We were designed to build connections to those around us, to be in communion with others. There is nothing wrong with seeking someone with whom we can share our lives.
Yet desiring to be in a relationship becomes problematic if it becomes the focus of life. Dating and even marriage is a means to an end, not the goal of life itself.
So why is looking for a spouse such a poor life focus?
- You are already complete on your own. God has gifted you and loves you. Focus on an intense search for a partner might circumvent your growing contentment with God and with self.
- You already belong. God has already claimed you as his own, and he has already placed us in communities to care for one another. There are wonderful people to support and encourage us within God’s body whether we are single, married, widowed or divorced.
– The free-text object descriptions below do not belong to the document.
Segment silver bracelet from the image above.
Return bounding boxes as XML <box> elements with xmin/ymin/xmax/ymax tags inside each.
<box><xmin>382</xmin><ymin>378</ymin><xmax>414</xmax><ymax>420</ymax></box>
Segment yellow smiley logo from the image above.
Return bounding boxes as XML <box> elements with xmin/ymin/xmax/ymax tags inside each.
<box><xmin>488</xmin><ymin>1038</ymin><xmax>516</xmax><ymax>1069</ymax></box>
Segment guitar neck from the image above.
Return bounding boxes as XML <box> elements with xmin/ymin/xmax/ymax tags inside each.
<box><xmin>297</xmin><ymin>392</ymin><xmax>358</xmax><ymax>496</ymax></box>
- You are already blessed now. Don't miss the blessings that God has already placed around you. Each day holds blessings and promise in which we can delight. Focus on following God’s lead and exploring the avenues of ministry in which you have been gifted. As you find yourself following God’s lead, you may discover someone that God has been preparing just for you.
- We may settle for less than God desires. Out of impatience or fear, we may lower our standards to someone less than God desires for us. Choosing a spouse who does not cherish you fully or fails to demonstrate love and faith in Christ may seem better than being alone, but it will set you on the road to conflict and heartache in your relationship for years to come.
- God’s timing is often not in step with our own. We want what we want when we want it, but God often has lessons to grow us in the time of waiting. We live in a culture of immediate gratification, which makes it harder to wait. Yet God may be growing you.
- You do not know the plan that God has for you. God may desire for you to glorify him in single life. God may have a plan for you to marry down the road, but not be in a relationship right now. God may be trying to direct you to the spouse that he has in mind, but you are too focused on finding someone yourself.
God has your best interest at heart. You may feel that that God is punishing you by not providing you with a spouse. Let God hear your loneliness and let him astound you with how he provides. Keep trusting God’s plan even when it is not the plan that you would have chosen. Psalm 37:4 tells us to delight yourself in the Lord and he will give us the desires of our heart. It may not be what we envisioned, but it will be best.